Na co zwrócić uwagę przy zawieraniu kontraktów długoterminowych?
Długoletnia współpraca z solidnym partnerem biznesowym gwarantująca zlecenia z tzw. pierwszej ręki w korzystnych stawkach to marzenie niejednego przedsiębiorcy z branży TSL. Jednak aby współpraca przebiegała prawidłowo konieczne jest podpisanie odpowiednio skonstruowanego kontraktu, który w razie braku rentowności, czy problemów organizacyjnych, takich jak np. brak kierowców, pozwoli zakończyć współpracę w odpowiednim czasie. Na co w takim razie zwrócić uwagę przy podpisywaniu długoterminowych umów? Postaram się wskazać kilka takich elementów.

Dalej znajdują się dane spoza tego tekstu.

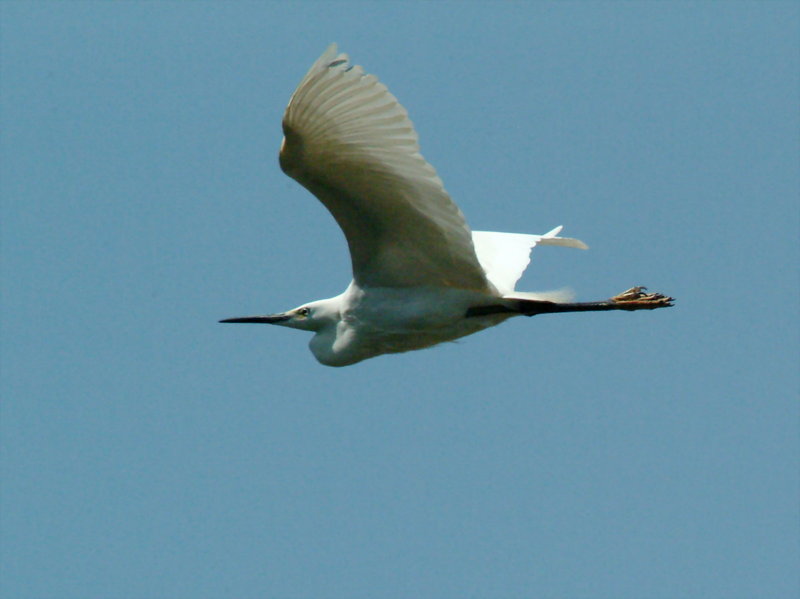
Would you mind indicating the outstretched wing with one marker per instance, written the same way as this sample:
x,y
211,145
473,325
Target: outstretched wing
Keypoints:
x,y
350,142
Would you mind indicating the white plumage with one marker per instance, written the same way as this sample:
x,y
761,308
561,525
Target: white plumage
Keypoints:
x,y
420,277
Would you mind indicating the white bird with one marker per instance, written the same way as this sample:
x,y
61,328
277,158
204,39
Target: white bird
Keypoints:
x,y
420,277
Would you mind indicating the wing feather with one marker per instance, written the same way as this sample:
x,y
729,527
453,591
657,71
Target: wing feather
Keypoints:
x,y
349,141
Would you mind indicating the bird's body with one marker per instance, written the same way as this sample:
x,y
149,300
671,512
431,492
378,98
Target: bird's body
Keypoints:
x,y
365,322
420,276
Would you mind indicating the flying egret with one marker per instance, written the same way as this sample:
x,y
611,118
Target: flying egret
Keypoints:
x,y
420,277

- Nieznajomość prawa szkodzi
- Czas trwania umowy
- Co może stanowić powód wypowiedzenia?
- Przedterminowe wypowiedzenie
- Kary umowne
- Problemy z płatnościami a wypowiedzenie
- Podsumowanie
Ta leciwa ale wciąż aktualna sentencja oznacza dla Ciebie, że zawierając umowę długoterminową musisz dopilnować jej szczegółów ponieważ w razie problemów sądy nie będą uzależniać orzekania od tego jakich rozmiarów jest Twoje przedsiębiorstwo. Stając naprzeciwko dużej firmy tłumaczenie, że czegoś nie wiedziałeś, nie będzie miało żadnego znaczenia. A jest o co zadbać. Kodeks cywilny daje Ci bowiem bardzo dużą swobodę w kształtowaniu warunków współpracy.
Art. 353 zn.1 mówi, że: „Strony zawierające umowę mogą ułożyć stosunek prawny według swego uznania, byleby jego treść lub cel nie sprzeciwiały się właściwości (naturze) stosunku, ustawie ani zasadom współżycia społecznego”.
Następne artykuły stanowią, że zleceniobiorca powinien wykonać zobowiązanie zgodnie z jego treścią, w sposób, który odpowiada jego celowi społeczno-gospodarczemu, zasadom współżycia społecznego i zgodnie z ustalonymi w danym przypadku zwyczajami. Podobne zasady obowiązują także drugą stronę umowy. Od zobowiązanego wymagać się będzie także należytej staranności.
-
Czas trwania umowy
Jeśli zawierasz umowę długoterminową musisz zwrócić uwagę na czas jej trwania. Prawo nie określa minimalnych i maksymalnych terminów. Wszystko zależy od tego na jakie warunki się zgodzisz i co zapiszesz w kontrakcie. W zasadzie występują tu dwa rozwiązania:
– umowa na czas określony oraz
– umowa na czas nieokreślony.
Dlaczego to rozróżnienie jest ważne? Ponieważ, gdy zachodzi konieczność wypowiedzenia takiej umowy zasady postępowania mocno się różnią.
Umowy zawartej na czas określony nie można wypowiedzieć przed upływem terminu jej zakończenia jeśli taka możliwość nie została konkretnie zapisana w jej treści.
Umowę na czas nieokreślony możesz natomiast wypowiedzieć według zasad przyjętych w kontrakcie np. po upływie 3-miesięcznego okresu wypowiedzenia lub jeśli takie konkretne warunki nie zostały wpisane do kontraktu – w każdej chwili.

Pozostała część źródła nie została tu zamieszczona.